Rackspace Eyes Big Sales Growth With New Born-In-Cloud Partners
Cloud service provider Rackspace is aggressively expanding into the born-in-the-cloud partner market with new partnerships aimed at driving at least 50 percent of its sales growth over the next year.
Rackspace expects to add this year five to seven master agents focused on cloud and as many as 700 to 800 agents that are driving cloud computing recurring revenue sales, according to Vice President of Channel Partner Sales Will Knight. He is expected to detail the new born-in-the-cloud channel sales strategy in a blog post next week.
In the blog post, Knight said Rackspace is expanding its Rackspace Partner Network to include a new Master Agent/Agent program. ’Partners that join the Master Agent/Agent Program will have the opportunity to leverage a number of incentives, including market competitive compensation, pre- and post-sale resources, training and sales enablement and more,’ Knight said in a preview of the blog post obtained by CRN. ’We’re here to help you bring your clients into the Managed Cloud era and offer them the high-touch support they crave.’
[Related: New Cloud Tiers Position Rackspace For More Managed Services Offerings ]
Among the other non-traditional channel bets being made by Rackspace are a significant investment in private equity and venture companies looking to increase the value of their cloud portfolio by teaming with Rackspace and digital agencies that are developing brand and marketing strategies for companies.
The sharp focus on the non-traditional channel has already doubled the percentage of the company’s sales moving through the channel from the low teens in the beginning of the year to 25 percent of total sales, Knight said. Now, the company, which has been the subject of merger-and-acquisition speculation and has hired Morgan Stanley to look at a potential strategic partnership, is moving even faster to grow that born-in-the-cloud business.
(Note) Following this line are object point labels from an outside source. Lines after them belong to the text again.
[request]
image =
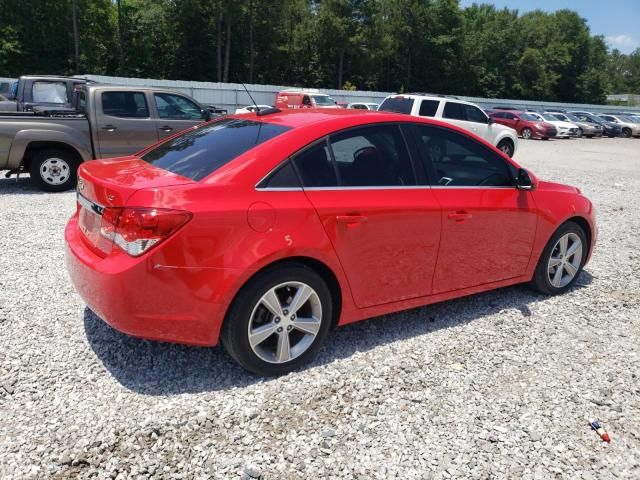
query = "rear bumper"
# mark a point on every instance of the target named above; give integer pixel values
(142, 298)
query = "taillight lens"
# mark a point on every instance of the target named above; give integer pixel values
(136, 230)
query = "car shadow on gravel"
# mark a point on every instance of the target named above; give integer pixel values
(156, 368)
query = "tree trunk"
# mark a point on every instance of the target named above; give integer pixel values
(340, 67)
(76, 38)
(219, 46)
(227, 51)
(251, 46)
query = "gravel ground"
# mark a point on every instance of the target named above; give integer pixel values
(498, 385)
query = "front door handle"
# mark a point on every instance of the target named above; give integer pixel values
(460, 216)
(351, 219)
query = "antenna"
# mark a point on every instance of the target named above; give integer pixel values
(254, 102)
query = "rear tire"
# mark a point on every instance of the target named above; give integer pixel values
(54, 170)
(561, 260)
(267, 332)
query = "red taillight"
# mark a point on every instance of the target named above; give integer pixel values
(136, 230)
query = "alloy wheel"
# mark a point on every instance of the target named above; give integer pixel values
(565, 260)
(285, 322)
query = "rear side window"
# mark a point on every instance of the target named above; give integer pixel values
(201, 151)
(428, 108)
(454, 111)
(397, 105)
(125, 104)
(315, 166)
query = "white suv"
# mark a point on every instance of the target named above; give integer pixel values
(462, 114)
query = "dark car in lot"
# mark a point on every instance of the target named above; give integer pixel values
(525, 124)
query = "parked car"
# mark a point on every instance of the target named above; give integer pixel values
(296, 226)
(252, 108)
(306, 98)
(462, 114)
(565, 129)
(608, 128)
(587, 129)
(630, 128)
(363, 106)
(108, 121)
(525, 124)
(48, 91)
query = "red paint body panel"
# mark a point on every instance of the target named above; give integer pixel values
(389, 249)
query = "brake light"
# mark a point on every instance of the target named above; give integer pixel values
(136, 230)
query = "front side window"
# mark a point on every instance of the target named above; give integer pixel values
(428, 108)
(176, 107)
(454, 111)
(202, 150)
(125, 104)
(458, 161)
(372, 157)
(49, 92)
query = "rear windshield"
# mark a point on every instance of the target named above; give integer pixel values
(397, 104)
(199, 152)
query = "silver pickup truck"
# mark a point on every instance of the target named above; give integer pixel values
(106, 121)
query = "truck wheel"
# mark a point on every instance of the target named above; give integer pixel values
(54, 170)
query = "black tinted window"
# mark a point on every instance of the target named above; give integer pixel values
(199, 152)
(125, 104)
(315, 167)
(282, 177)
(397, 104)
(455, 111)
(428, 108)
(458, 160)
(372, 156)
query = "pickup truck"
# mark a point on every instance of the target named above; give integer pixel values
(106, 121)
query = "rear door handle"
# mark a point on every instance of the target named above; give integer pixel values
(460, 216)
(351, 219)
’This is a really big bet we are making,’ Knight said in an interview with CRN during which he discussed the stepped-up, non-traditional channel offensive. ’We are dependent upon our partners to be successful. Our partners have to grow and have to grow profitably with us.’
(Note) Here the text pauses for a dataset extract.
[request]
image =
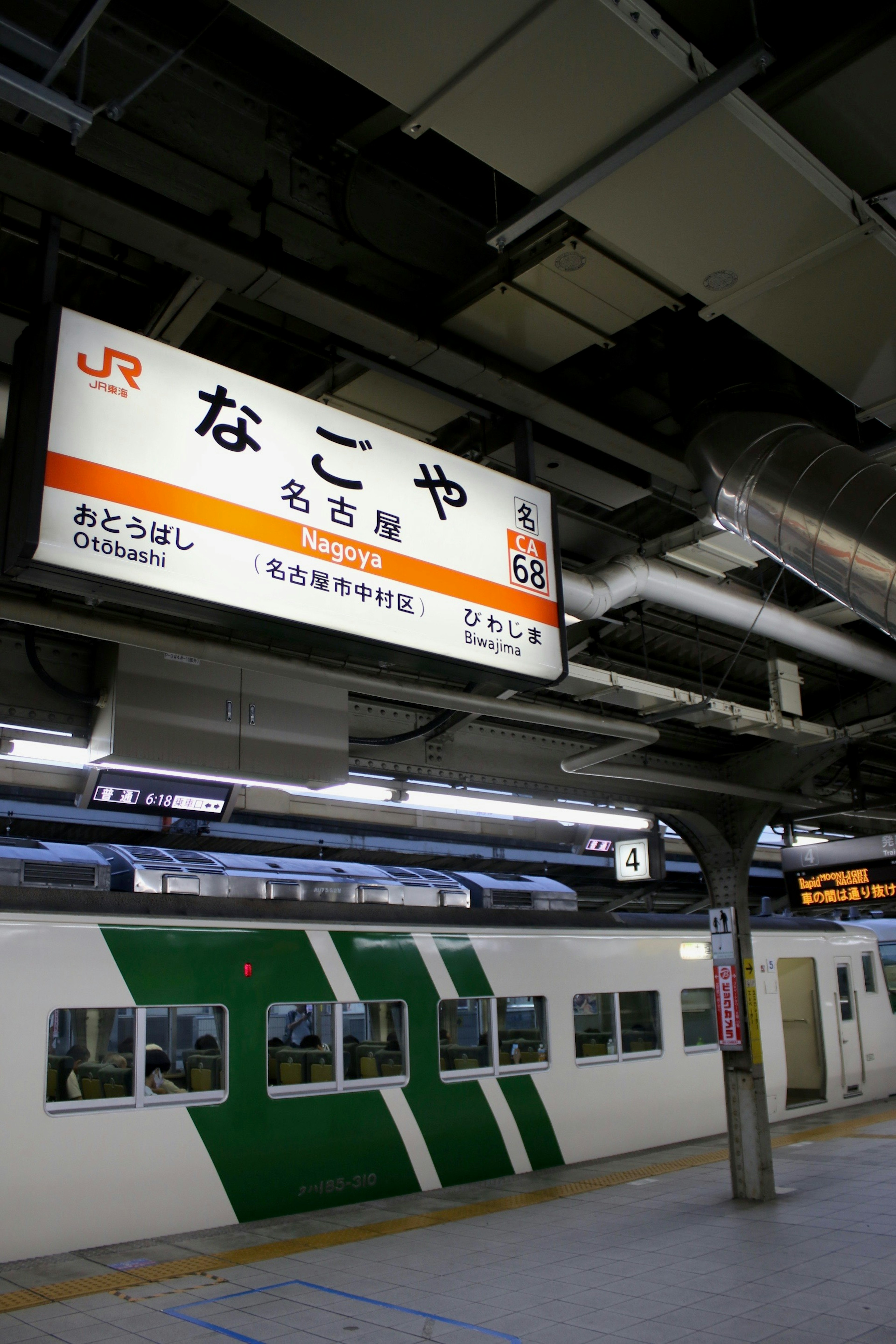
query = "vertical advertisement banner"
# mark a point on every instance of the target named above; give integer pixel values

Rackspace is driving 10 to 20 percent recurring revenue margins for born in the cloud partners, Knight said.
’We have designed a program that is very aggressive but in a way that still allows us to make money and deliver the fanatical support that we are well known for,’ he said. ’Fanatical support costs us money. It is not free. We think we have struck a good balance between partner margins and our margins.’
New born-in-the-cloud partners that teamed up with Rackspace said they see the opportunity to drive dramatic sales growth.
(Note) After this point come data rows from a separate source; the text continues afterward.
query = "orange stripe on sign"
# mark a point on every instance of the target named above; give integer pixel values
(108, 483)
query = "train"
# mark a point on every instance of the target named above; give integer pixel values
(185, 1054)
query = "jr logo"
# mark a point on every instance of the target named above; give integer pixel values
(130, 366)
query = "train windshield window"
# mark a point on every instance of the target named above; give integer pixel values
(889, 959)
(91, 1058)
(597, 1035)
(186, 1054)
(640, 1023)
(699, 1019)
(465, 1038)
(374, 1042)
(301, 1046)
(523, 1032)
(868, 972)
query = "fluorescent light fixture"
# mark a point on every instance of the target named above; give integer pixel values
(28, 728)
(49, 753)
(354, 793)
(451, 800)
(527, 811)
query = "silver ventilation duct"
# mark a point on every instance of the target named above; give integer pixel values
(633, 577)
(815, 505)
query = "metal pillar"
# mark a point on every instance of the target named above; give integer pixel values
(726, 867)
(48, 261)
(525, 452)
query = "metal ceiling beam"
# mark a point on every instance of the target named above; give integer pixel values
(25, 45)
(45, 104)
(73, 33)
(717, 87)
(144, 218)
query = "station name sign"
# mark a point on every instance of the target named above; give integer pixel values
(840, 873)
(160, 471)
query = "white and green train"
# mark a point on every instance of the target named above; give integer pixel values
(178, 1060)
Dan Marsh, managing partner for Avail Partners, a Seattle, Wash. cloud services consulting company, sees a ’massive’ opportunity to grow sales with Rackspace because of the cloud service provider’s strength in meeting the needs of demanding mid-market customers. That’s a market that larger cloud service providers have a tougher time serving and it’s a market that is growing fast, said Marsh.
NEXT: Partners Say Rackspace Shines With Demanding Mid-market Customers
’Rackspace really shines in the mid-market space,’ Marsh said. ’That pie is growing really, really fast and Rackspace is well positioned there because of its fanatical customer support. You hear about their fanatical customer support, but we are evaluating it every single day and they do extremely well in dealing with support issues with the resources they bring to bear on it.’
Unlike some of the behemoth cloud service providers where getting support is an issue, Rackspace has an ’army of experts that are very willing to work directly with customers and actually come to your office,’ Marsh said.
Rackspace, in fact, has applied that same hands-on approach to the Avail partnership, Marsh said.
’They come to our office and call on us with insights on how to make my business better,’ he said. ’It isn’t just throwing a lead over the fence. It is coming to us with ideas on how we can grow our business because they know that will help them grow their business. They have really looked at areas that we can get great at by working together.’
Jo Peterson, vice president of converged cloud and data services for Clarify360, part of Teleproviders, said she is also seeing strong traction with Rackspace in the complex mid-market customer engagements. Clarify360 provides cloud and data center consulting services.
Peterson, for example, pointed to a large gaming company that was able to deploy a complex cloud environment with Rackspace that included EMC storage, F5 networking gear, CA monitoring software and Magento ecommerce software.
’The complexity of the deals that Rackspace is able to handle is really exciting to us,’ she said. ’That’s a differentiator in the market. The market trend is that deals that are getting done are where the customer is provided a complete solution. Rackspace is positioned to win those deals because they have done the pre-work and the heavy lifting. They come to the market with everything you need to provide a good solid solution.’
Peterson said the expanded Rackspace partnership is a ’big strategic opportunity’ for Clarify360.
’Every traditional telecom agent owes it to themselves to evaluate their revenue sources today as they look out over the next five years,’ she said. ’There is a shift toward consumption of cloud services by end users. If you are not selling your customers cloud services someone else will.’